7. Il résulte du relevé d'information intégral que, si l'infraction du 12 avril 2012 a été constatée par procès-verbal du même jour, celui-ci n'est pas produit à l'instance. Par ailleurs, s'il résulte du relevé d'information intégral que cette infraction a donné lieu à l'émission d'un titre exécutoire pour le recouvrement d'une amende forfaitaire majorée, le ministre de l'intérieur ne produit en défense aucune copie d'un document attestant du paiement spontané de cette amende ou copie de l'avis de contravention adressé à M. B, de nature à établir qu'il aurait nécessairement reçu l'information prévue par les dispositions de l'article L. 223-3 du code de la route préalablement à l'édiction de ce titre exécutoire. Ce vice de procédure est de nature à entacher d'illégalité la décision contestée dès lors qu'en l'espèce, il a privé M. B de la garantie d'information prévue par cet article, notamment en ce qui concerne la qualification de l'infraction constatée, information déterminante pour connaître le nombre de points en jeu. Il suit de là que la décision de retrait de points correspondant à l'infraction commise le 12 avril 2012 doit être regardée comme étant intervenue au terme d'une procédure irrégulière.

Sur l'injonction :

8. Eu égard aux motifs d'annulation énoncés plus haut, l'exécution du présent jugement implique nécessairement la restitution de points restant affectés au permis de conduire de M. B, correspondant à l'annulation prononcée.

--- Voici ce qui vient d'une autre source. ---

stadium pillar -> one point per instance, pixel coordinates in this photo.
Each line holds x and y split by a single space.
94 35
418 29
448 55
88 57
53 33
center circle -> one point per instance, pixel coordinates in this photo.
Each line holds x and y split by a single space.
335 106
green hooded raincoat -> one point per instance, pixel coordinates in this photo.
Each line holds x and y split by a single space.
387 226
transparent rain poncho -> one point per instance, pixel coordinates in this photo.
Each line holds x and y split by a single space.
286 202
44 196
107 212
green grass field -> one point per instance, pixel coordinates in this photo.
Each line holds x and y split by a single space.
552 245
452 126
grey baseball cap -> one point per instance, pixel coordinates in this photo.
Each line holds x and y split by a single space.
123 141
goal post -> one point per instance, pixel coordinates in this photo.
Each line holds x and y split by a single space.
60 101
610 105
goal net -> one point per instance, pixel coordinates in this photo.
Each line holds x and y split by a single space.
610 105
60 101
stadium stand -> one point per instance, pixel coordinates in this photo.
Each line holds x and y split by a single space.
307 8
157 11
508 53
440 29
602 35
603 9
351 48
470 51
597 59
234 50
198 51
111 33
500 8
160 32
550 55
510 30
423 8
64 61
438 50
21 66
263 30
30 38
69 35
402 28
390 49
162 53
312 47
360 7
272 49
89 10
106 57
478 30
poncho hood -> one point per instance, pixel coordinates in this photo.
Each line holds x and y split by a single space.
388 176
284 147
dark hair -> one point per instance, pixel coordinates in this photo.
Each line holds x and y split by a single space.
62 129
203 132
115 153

Par suite, il y a lieu d'enjoindre au ministre de l'intérieur de restituer, à la date de la décision de retrait de points consécutive à l'infraction constatée le 12 avril 2012, dans le traitement automatisé mentionné à l'article L. 225-1 du code de la route, le bénéfice de points illégalement retirés et de reconstituer en conséquence le capital de points attaché au permis de conduire du requérant, dans un délai de deux mois à compter de la notification du présent jugement, en en tirant lui-même toutes les conséquences à la date de sa nouvelle décision sur le capital de point et le droit de conduire de l'intéressé, compte tenu des annulations et récupérations de points et des nouveaux retraits susceptibles d'être intervenus.

Sur les frais de l'instance :

9. Il y a lieu, dans les circonstances de l'espèce, de mettre à la charge de l'Etat une somme de 500 euros au titre des frais exposés par le requérant et non compris dans les dépens.

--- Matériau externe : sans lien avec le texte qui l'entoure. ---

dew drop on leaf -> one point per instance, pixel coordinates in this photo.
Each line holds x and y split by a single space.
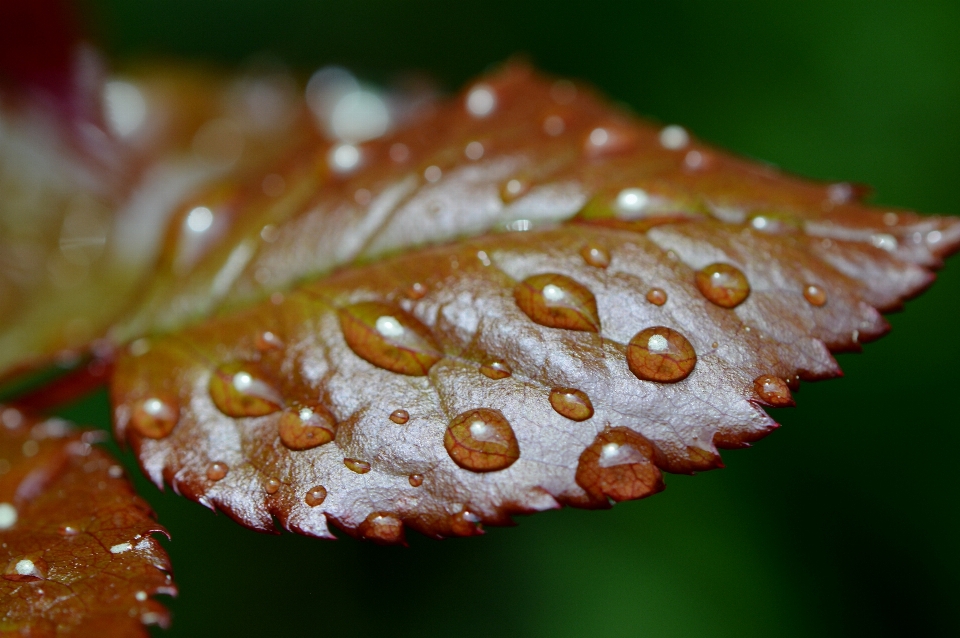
241 390
389 338
660 354
723 284
571 403
481 440
557 301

Par ces motifs, le tribunal décide :

Article 1er : Il n'y a pas lieu de statuer sur les conclusions dirigées contre les décisions de retraits de points consécutives aux infractions commises le 8 novembre 2022 et le 5 février 2020.

Article 2 : La décision de retrait de points consécutive à l'infraction du 12 avril 2012 est annulée.

Article 3 : Il est enjoint au ministre de l'intérieur de restituer à M. B, dans le traitement automatisé mentionné à l'article L. 225-1 du code de la route, dans un délai de deux mois à compter de la notification du présent jugement, le bénéfice de points visés à l'article précédent en en tirant lui-même toutes les conséquences à la date de sa nouvelle décision sur le capital de point et le droit de conduire de l'intéressé, compte tenu des annulations et récupérations de points et des nouveaux retraits susceptibles d'être intervenus.

Article 4 : Le surplus des conclusions de la requête est rejeté.

Article 5 : L'Etat versera une somme de 500 euros à M. B au titre de l'article L. 761-1 du code de justice administrative.

Article 6 : Le présent jugement sera notifié à M. A B et au ministre de l'intérieur.

Rendu public par mise à disposition au greffe le 5 août 2025.

La magistrate désignée,

signé

A. GAY-HEUZEY

La greffière,

signé

V. RICAUD

La République mande et ordonne au ministre de l'intérieur en ce qui le concerne et à tous commissaires de justice à ce requis en ce qui concerne les voies de droit commun contre les parties privées, de pourvoir à l'exécution de la présente ordonnance.